冗談ホテル

今泊まっているホテルはなかなかユニークなホテルである。2004年から何度もプノンペンを訪れ、様々なホテルに宿泊してみたが、こんなホテルは初めてである。どの部屋にもどこか欠陥が二つくらいあるのだが、チェック・インした時の部屋はまず床面積が小さく、その割にはベッドがやたら大きいので、スーツケースを全開できない。風呂の湯が湯船に1/3にも達しないところで水に変わる。無線LANの受信状態が悪く、よく途切れる。極めつけは部屋の目の前が大通りに面しており、すぐそこに屋外のカラオケバーがある。夜中まで大音響に悩まされる。

たまらず翌日、「静かな部屋を」と頼み、奥の部屋へ引越しした。この部屋は同じ料金なのだが、広くて静かだ。「おっ、いい部屋があるではないか。」と一瞬呟いたのだが、バスルームを見て唖然とした。縦長のバスルームの奥にこじんまりした浴槽が据え付けられている。
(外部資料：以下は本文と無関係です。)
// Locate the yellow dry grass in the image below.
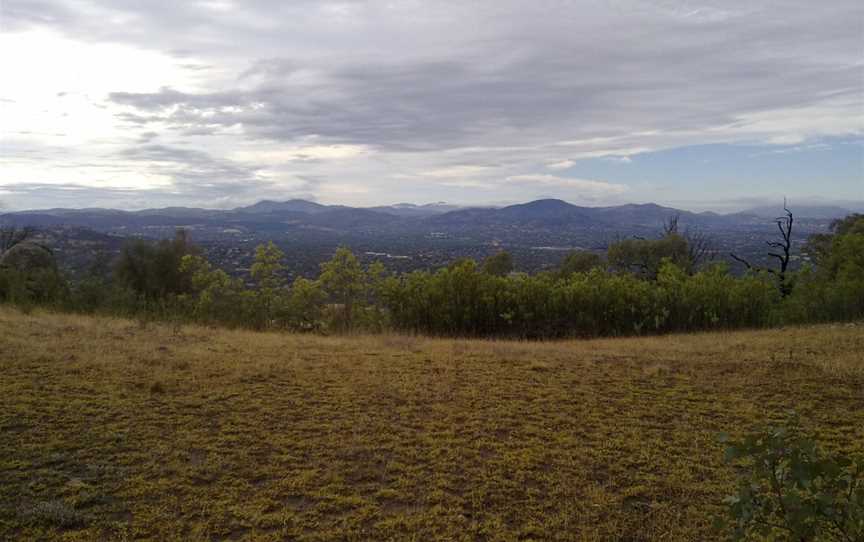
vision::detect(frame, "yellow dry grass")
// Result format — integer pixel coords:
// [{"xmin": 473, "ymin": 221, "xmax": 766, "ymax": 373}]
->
[{"xmin": 0, "ymin": 308, "xmax": 864, "ymax": 541}]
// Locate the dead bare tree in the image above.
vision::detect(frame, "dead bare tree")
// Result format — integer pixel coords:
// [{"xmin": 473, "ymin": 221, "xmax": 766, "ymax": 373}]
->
[
  {"xmin": 0, "ymin": 226, "xmax": 35, "ymax": 254},
  {"xmin": 729, "ymin": 199, "xmax": 795, "ymax": 297}
]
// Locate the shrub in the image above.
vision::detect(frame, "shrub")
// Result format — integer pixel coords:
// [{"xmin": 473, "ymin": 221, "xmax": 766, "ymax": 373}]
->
[{"xmin": 717, "ymin": 415, "xmax": 864, "ymax": 542}]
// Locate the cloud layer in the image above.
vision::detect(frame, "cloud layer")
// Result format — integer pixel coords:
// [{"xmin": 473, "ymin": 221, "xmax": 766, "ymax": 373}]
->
[{"xmin": 0, "ymin": 0, "xmax": 864, "ymax": 210}]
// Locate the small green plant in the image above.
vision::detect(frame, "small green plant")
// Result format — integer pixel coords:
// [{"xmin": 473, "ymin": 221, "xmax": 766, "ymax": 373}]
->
[{"xmin": 717, "ymin": 413, "xmax": 864, "ymax": 542}]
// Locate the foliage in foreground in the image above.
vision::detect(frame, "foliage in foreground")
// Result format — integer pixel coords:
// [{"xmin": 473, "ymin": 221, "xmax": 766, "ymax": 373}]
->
[
  {"xmin": 0, "ymin": 215, "xmax": 864, "ymax": 339},
  {"xmin": 718, "ymin": 415, "xmax": 864, "ymax": 542}
]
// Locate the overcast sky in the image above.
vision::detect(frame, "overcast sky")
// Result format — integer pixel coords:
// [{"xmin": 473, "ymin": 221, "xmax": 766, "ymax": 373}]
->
[{"xmin": 0, "ymin": 0, "xmax": 864, "ymax": 211}]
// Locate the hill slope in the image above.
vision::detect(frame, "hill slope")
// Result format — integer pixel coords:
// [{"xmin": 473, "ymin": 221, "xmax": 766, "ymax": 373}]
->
[{"xmin": 0, "ymin": 308, "xmax": 864, "ymax": 540}]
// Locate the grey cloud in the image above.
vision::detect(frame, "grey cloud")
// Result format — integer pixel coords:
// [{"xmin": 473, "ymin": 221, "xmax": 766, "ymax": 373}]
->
[
  {"xmin": 0, "ymin": 0, "xmax": 864, "ymax": 208},
  {"xmin": 117, "ymin": 144, "xmax": 268, "ymax": 196}
]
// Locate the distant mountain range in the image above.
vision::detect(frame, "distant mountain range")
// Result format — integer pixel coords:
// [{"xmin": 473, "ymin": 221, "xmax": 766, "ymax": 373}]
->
[{"xmin": 0, "ymin": 199, "xmax": 852, "ymax": 238}]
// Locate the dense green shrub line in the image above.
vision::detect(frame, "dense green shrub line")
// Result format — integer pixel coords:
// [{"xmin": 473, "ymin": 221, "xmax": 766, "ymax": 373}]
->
[{"xmin": 0, "ymin": 215, "xmax": 864, "ymax": 338}]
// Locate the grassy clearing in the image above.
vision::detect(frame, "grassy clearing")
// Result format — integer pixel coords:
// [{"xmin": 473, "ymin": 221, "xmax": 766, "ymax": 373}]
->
[{"xmin": 0, "ymin": 309, "xmax": 864, "ymax": 541}]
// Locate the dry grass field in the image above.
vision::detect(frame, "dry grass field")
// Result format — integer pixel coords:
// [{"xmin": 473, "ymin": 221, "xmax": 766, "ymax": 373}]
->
[{"xmin": 0, "ymin": 309, "xmax": 864, "ymax": 541}]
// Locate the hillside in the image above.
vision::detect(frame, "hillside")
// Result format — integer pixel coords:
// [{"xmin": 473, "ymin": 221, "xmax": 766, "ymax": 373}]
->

しかしどう見ても大人用には見えない。小学生くらいの子供までがいいところだ。何故こんなに小さいのをつけたのだろう、どう考えても冗談のようだが、仕方なく入ってみた。ガリバー旅行記のようである。からだ1/3程度しか湯につからない。湯の出加減は普通であったが、湯船から排水する装置が壊れて使えず、汚れ水を落とせない。

翌日、これを文句つけた。ホテルのマネージャーが「すいません。このホテルの部屋はどこも欠陥がありまして。」と釈明する。次の瞬間、「今度のは立派ですから。」と言って三度部屋をチェンジした。浴槽の大きさは元に戻った。スペースはやや狭いが、使うことはできる。問題は風呂の湯の温度であった。火傷しそうなほど熱い湯が出てくる。水の蛇口を少々ひねっても湯の温度は変わらない。水の蛇口を全開にし、湯の蛇口を最小にすると何とか入ることができる温度になるが、たちまち満水になる。湯の蛇口に直接触れると火傷をするのでタオルで巻いてからひねらないといけない。

因みに朝食が紙のように薄い食パン2切れにこれまた極薄のパイナップル2切れ、コーヒー1杯と大変優雅である。全く冗談が好きな経営者なのか、私はこのホテルを「ホテルジョーク」と命名した。